Tonight the streets are ours…
Sam Duckworth, AKA Slam Dunkworth, AKA Get Cape. Wear Cape. Fly.
He’s been around for a while and has never really matched the initial run of success he achieved with his lauded debut album The Chronicles of a Bohemian Teenager. Nevertheless, Duckworth clearly still has that elusive fire in his belly and a song in his heart and as an opening act he is both likeable and professional.
Both, The Plot and War of the Worlds sound as vital as ever as Duckworth attacks his guitar in a rage of protest songs and heartfelt lyrics. I-Spy is a big miss from the set if I’m being picky (and I am) but Glasshouses rounds things off nicely and Duckworth leaves the stage to a crescendo of applause.

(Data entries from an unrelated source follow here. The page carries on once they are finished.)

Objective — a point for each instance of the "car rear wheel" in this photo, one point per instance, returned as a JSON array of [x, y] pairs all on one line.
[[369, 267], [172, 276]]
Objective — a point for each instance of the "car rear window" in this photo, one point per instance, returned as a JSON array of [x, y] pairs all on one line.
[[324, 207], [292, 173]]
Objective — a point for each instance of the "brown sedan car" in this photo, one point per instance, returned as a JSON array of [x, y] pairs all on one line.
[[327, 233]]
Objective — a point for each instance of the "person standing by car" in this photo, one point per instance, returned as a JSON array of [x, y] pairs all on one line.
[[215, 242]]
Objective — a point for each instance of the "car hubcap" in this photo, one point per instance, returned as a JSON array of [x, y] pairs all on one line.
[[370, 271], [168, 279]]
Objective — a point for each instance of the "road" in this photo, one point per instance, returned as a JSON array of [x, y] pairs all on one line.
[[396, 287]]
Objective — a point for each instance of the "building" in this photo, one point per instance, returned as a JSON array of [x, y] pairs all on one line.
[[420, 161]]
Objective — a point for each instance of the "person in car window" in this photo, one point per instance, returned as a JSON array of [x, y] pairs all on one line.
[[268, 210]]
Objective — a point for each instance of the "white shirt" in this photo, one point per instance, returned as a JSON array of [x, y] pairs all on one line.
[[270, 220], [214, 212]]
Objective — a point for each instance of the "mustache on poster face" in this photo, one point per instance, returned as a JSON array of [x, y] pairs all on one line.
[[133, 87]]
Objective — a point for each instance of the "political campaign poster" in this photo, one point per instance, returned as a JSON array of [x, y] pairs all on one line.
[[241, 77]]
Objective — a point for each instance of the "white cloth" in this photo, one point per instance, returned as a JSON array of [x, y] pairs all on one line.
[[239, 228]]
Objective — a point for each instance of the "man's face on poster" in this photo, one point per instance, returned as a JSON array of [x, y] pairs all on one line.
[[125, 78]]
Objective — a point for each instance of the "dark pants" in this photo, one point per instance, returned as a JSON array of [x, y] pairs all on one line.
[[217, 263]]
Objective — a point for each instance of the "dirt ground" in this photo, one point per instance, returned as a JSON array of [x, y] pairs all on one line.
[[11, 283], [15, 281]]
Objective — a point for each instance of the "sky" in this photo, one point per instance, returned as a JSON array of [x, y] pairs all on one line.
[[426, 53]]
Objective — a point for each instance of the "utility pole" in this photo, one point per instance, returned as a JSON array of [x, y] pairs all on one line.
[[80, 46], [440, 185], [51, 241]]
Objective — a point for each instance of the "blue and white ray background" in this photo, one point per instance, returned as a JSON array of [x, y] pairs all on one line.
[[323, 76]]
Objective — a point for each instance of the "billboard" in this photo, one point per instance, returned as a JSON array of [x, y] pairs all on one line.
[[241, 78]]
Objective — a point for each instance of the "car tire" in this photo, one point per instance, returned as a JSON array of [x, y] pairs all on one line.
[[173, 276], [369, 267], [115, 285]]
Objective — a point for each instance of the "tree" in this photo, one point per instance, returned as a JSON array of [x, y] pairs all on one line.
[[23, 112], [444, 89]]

Had Cape. Wore Cape. Strolled off.
And so, to one of Sheffield’s most beloved sons. A South Yorkshire troubadour that still has the fire and skill to make you laugh and cry in the space of a couple of verses and a chorus. Richard Hawley takes to the stage to the haunting tones of Al Bowlly’s The Very Thought of You and from there the Sheffield audience, his audience, are enraptured and enchanted by a set that never strays too far from the spellbinding.
Off My Mind is a hypnotic and heady set opener, and as Hawley laments ‘you caused the heartbreak deep down in my soul’, a thousand romantics nod along in the Sheffield Octagon Centre. Hawley shares an intimate chemistry with his hometown audience, nipping any football tribalism in the bud by pointing out that both Wednesday and United fans both hate Leeds. Or as the man himself succinctly puts it ‘the pigeons fly upside down over Leeds because there is fuck all worth shitting on’. Quite.

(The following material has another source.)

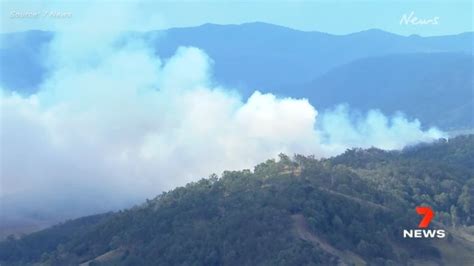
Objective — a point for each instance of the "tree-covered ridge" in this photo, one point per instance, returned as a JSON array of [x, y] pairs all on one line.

The title track from Hawley’s well received musical Standing at the Sky’s Edge booms throughout the venue like a Nick Cave track drenched in Henderson’s Relish before Tonight the Streets Are Ours raises the roof. The band do justice to the lush instrumentation of Hawley’s songs and the enthusiastic string section ensure that these songs fill every last inch of space in this big old university building.
Coles Corner and Emilina Says evoke the ‘60s Sheffield sound that Hawley loves so much without ever indulging in pointless nostalgia. When Hawley croons ‘I’m going downtown where there’s music’, the adoring Sheffield crowd can only agree. Loneliness hangs in the air but at least we are lonely together.

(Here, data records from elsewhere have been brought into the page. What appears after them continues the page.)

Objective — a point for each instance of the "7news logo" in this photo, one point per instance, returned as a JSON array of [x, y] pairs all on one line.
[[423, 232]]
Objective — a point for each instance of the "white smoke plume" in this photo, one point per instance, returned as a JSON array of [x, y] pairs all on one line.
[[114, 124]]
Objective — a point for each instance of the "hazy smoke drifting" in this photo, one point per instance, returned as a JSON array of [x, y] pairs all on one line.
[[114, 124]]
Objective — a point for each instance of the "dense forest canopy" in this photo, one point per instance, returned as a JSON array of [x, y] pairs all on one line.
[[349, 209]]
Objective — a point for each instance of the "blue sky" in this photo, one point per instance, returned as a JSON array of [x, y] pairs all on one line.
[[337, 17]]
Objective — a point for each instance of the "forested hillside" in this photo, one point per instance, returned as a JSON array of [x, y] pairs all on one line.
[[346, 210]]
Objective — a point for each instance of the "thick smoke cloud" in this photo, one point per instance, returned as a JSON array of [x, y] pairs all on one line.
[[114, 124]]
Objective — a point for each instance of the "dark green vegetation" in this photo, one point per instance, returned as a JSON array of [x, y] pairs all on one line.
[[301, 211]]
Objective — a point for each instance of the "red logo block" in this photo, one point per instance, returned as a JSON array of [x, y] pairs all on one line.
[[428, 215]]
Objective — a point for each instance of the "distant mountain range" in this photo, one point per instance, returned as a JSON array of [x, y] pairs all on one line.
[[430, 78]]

A pounding and soaring rendition of Is There A Pill closes out the first part of the set before Hawley returns for a triumphant and unforgettable run through of Heart of Oak. That riff. That quiff. This is Hawley in excelsis. One of the UKs most talented songwriters playing in the very beating heart of his city. To his people. The creaking foundations let out a deep sigh as Richard Hawley leaves the stage. He did it. We made it. The warm embrace of flickering lamplights awaits as the South Yorkshire throng spill out into the night. And just for tonight, it feels like the streets really are ours.